Materials and Methods: Patients coming to OPD with melasma were examined with woods lamp and classified into epidermal, dermal and mixed types, which were included in the study. A detailed history regarding family, intake of oral contraceptive pills or on any hormonal replacement therapy (HRT) and recent history of stroke or any cardiovascular risk were noted. General physical examination and systemic examination was done. Basic investigations like complete blood picture, PT/ APTT/ INR were done and those with deranged parameters were excluded from the study.

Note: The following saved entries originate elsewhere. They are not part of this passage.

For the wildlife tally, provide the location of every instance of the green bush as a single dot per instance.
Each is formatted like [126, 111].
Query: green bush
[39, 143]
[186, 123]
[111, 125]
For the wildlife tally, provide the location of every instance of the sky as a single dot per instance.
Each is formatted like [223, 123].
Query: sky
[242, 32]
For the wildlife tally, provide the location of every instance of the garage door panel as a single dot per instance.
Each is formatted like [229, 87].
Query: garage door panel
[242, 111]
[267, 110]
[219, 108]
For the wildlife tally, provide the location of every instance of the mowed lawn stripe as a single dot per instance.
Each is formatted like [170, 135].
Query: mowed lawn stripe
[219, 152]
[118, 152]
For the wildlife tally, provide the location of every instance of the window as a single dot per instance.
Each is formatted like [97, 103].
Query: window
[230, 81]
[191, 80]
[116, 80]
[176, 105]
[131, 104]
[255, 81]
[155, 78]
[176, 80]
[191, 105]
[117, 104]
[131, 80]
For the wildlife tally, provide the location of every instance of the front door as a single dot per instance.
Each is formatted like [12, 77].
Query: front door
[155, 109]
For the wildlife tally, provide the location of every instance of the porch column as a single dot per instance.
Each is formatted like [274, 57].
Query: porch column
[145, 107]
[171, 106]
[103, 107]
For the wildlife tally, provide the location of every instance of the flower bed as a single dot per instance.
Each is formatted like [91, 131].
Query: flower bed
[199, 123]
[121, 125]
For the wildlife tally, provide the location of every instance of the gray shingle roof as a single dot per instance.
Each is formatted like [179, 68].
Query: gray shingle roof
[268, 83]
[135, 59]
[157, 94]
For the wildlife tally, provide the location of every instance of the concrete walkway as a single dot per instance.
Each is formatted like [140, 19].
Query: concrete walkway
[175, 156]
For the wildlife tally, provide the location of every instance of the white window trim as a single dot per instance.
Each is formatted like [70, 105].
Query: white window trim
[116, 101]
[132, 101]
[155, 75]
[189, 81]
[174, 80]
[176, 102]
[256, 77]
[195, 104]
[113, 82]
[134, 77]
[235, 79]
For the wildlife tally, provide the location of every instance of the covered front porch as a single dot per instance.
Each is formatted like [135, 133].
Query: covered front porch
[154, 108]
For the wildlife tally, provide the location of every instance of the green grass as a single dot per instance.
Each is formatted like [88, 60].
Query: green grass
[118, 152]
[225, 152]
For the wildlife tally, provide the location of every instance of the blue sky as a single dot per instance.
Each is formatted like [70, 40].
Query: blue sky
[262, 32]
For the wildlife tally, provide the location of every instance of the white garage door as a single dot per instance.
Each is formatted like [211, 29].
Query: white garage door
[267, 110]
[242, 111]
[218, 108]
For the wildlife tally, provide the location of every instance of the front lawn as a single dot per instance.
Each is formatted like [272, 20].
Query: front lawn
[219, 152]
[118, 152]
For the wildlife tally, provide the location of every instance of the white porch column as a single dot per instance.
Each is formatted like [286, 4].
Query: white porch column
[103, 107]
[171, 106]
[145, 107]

Melasma area severity index (MASI) 11 was calculated before initiation of treatment and at the end of each session. Clinical photographs were taken before the start of treatment and after every session of peeling. Informed consent was taken and randomly placed the patients in 2 different groups A and B. Patients were asked not to apply any topical depigmenting agents over the course of the treatment apart from sunblock.
Group A patients were treated with GA 35% solution (sesderma) on the day of initiation of oral TXA, after degreasing the patient a single pass of solution was applied for 3-5 min or until frosting is seen. Group B patients were treated with modified jessner’s solution (Sesderma) on the day of initiation of oral TXA, after cleansing the skin, solution was applied as 1-3 coats for 5-6 min or until erythema, irritation or frosting is seen.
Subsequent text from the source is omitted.